0 Comments | Gazette, The (Colorado Springs), Feb 8, 2002 | by Meri-Jo Borzilleri

On the day the 2002 Winter Olympic Games open in Salt Lake City, it's not an athlete, a team or a sport that stands center stage.

It's a tattered American flag, and it amplifies a debate that has dogged the Olympic Games for decades: When does patriotism become jingoism?

Tonight, during the Opening Ceremony, the bedraggled flag recovered from the Sept. 11 World Trade Center attacks will be carried into Rice-Eccles Stadium by eight American athletes. It's a departure from protocol for the International Olympic Committee, which bends about as often as an aluminum Flag pole.

The IOC initially turned down the U.S. Olympic Committee's request to make the flag part of the ceremony, fearing it would detract from the international nature of the Olympic Games. But the group reversed itself after some intense - and public - lobbying from the USOC and its Olympic athletes.

"That flag is so important to so many people," said skeleton athlete Jimmy Shea, selected Thursday to read the Olympic Oath during the Opening Ceremony. "(Sept. 11) was an attack on me, on my family, my friends, on the world. For us to be able to say we're still standing is very important."

"It's important that flag comes in because it's part of each and every American now," said four-time Olympian Amy Peterson, short- track speedskater chosen by her teammates to carry the traditional flag at the head of the U.S. athletes' 211-person delegation. "The fact is it's going to be there and it should be there."

The eight athletes who will carry it are biathlete Kristina Sabasteanski, a member of the U.S. Army's World Class Athlete Program; firefighter and skeleton athlete Lea Ann Parsley; figure skater and three-time Olympian Todd Eldredge, women's hockey player Angela Ruggiero, friend of national team member Kathleen Kauth, whose father was killed in the World Trade Center, luger Mark Grimmette, a three-time Olympian, snowboarder Chris Klug, who underwent a liver transplant; speedskater Derek Parra, who won Pan American Games gold after being hit by a car and curler Stacy Liapis.

The threadbare flag has taken on a life of its own. It has become a celebrity, arriving in Salt Lake City this week accompanied by two of the three Port Authority policemen who will help bring it into the stadium tonight. Plans are the flag, too fragile to be hoisted, will make its appearance during the national anthem and not as part of the athletes parade. The flag was last seen at last week's Super Bowl. It has also appeared flying over Yankee Stadium during the World Series.

But nowhere has it engendered so much debate as in Salt Lake City, its biggest international appearance. More than three billion viewers worldwide are expected to tune in to the Opening Ceremony.

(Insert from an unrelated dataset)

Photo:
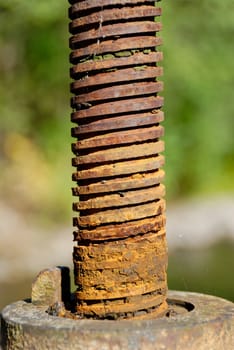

Even before the flag idea was presented, talk swirled about these Games becoming a big American rally in the wake of Sept. 11. Other nations, who also lost citizens in the attacks, have not objected to bringing in the flag and have been supportive of American athletes.

"We are in the United States of America, we are guests of the United States of America and the ceremony for the flag will be an homage to the flag of the United States of America," said Jacques Rogge, IOC president, on Thursday. "It is no departure from what is normally in the Olympic program. We see absolutely no problem. On the contrary, we understand the deep emotion of the American public, but also other nations that have suffered casualties."

Americans haven't always had the world's sympathy because we have not always been gracious on the international stage, nor do we often realize it when we aren't. The 1984 Summer Olympics in Los Angeles, boycotted by the Soviet Union, became a medal extravaganza for the United States and Americans played it to the hilt.

Then there are displays like those at Sydney, where American athletes crossed the line between patriotism and good taste. Spectators booed when members of the U.S. men's track-and-field relay team literally wrapped themselves in a flag and strutted and preened for cameras after winning gold. The athletes later apologized.

It's hard to be objective when you're watching the Olympics through red-, white- and blue-colored glasses, or through the lens of an NBC Sports camera. Don Mischler, director of the Opening Ceremony in Salt Lake, remembers watching the L.A. Opening Ceremony, his first, and swelling with patriotic pride. Then an IOC official later remarked that it was one of most jingoistic displays he'd ever seen. Mischler hasn't forgotten that, and is expected to show that restraint tonight.

USOC president Sandy Baldwin, a recently elected IOC member, says a balance can be struck in these Games, and the prominent display of the tattered flag tonight will prove it.

"I want our audience to be celebrating humanity and not just celebrating our country," she said.